Pluralism instead of fundamentalism
Photo: Reuters

Orthodox monopoly ending?

Op-ed: Israeli society increasingly more open to different kinds of Jewish identities

A well-known dictum cultivated by generations of politicians and Orthodox party functionaries argued that the synagogues which secular Israelis do not attend are Orthodox – that is, seculars do not go to synagogue, yet if they did, it would be to a “real” and “authentic” synagogue, that is, an Orthodox one. This was convenient and made it possible to create the impression that non-Orthodox Jewish streams are irrelevant to Israeli reality; as though they are an import, a foreign element.
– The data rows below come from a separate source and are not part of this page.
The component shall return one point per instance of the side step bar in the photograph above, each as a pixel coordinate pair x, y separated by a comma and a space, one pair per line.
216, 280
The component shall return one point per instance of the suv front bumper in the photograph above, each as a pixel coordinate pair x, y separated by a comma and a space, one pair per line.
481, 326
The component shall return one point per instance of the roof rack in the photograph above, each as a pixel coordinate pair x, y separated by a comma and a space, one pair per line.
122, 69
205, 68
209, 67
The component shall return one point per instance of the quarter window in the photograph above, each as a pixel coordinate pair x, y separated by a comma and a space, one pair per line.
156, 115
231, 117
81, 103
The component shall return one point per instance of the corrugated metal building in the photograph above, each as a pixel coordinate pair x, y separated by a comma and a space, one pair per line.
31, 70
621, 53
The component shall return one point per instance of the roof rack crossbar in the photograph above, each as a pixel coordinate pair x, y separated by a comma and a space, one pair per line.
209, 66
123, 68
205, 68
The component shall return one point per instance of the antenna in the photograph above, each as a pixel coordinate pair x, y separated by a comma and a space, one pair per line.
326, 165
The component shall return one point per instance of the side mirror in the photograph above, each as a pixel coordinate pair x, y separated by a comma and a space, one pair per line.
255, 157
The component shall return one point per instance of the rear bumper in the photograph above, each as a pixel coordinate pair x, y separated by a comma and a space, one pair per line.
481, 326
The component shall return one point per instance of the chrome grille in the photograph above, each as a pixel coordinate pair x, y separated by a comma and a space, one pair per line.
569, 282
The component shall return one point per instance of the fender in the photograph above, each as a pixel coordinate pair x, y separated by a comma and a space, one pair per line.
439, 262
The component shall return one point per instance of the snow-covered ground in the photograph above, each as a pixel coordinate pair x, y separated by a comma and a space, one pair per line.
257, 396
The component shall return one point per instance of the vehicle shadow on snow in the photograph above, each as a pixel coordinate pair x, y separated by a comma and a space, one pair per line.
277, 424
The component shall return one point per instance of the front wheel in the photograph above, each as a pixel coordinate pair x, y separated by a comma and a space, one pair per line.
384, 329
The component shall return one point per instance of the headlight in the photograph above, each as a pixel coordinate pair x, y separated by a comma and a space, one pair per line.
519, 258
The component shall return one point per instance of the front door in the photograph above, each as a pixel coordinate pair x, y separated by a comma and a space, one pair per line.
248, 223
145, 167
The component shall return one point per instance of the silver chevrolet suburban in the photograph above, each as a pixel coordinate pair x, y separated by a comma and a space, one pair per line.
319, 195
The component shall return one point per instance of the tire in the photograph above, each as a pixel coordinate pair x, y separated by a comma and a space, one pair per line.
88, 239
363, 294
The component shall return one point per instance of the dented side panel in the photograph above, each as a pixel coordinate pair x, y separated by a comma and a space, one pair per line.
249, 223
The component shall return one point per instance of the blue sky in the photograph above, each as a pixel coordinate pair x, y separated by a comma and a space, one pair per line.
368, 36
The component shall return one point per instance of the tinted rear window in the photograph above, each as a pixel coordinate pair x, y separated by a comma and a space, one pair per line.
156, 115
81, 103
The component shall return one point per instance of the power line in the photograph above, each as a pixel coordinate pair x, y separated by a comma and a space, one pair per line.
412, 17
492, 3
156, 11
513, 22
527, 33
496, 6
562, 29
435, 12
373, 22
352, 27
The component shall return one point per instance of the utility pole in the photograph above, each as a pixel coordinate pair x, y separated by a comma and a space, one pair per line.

It was a patronizing statement, replete with authoritarianism, provinciality, and sectarian chauvinism, yet it mostly absolved the heads of the Orthodox sector - the haredim and religious Zionists – from coping with the pluralistic Jewish doctrine, which characterized and still typifies most Jews living outside of Israel.


However, this era has come to an end. One poll after another in recent years show that the Israeli public has changed; that it has become more open in terms of its Jewish identity to a much greater extent than some people want us to know, that it does not fear different models of Jewish practice, and that it is happy to experience them.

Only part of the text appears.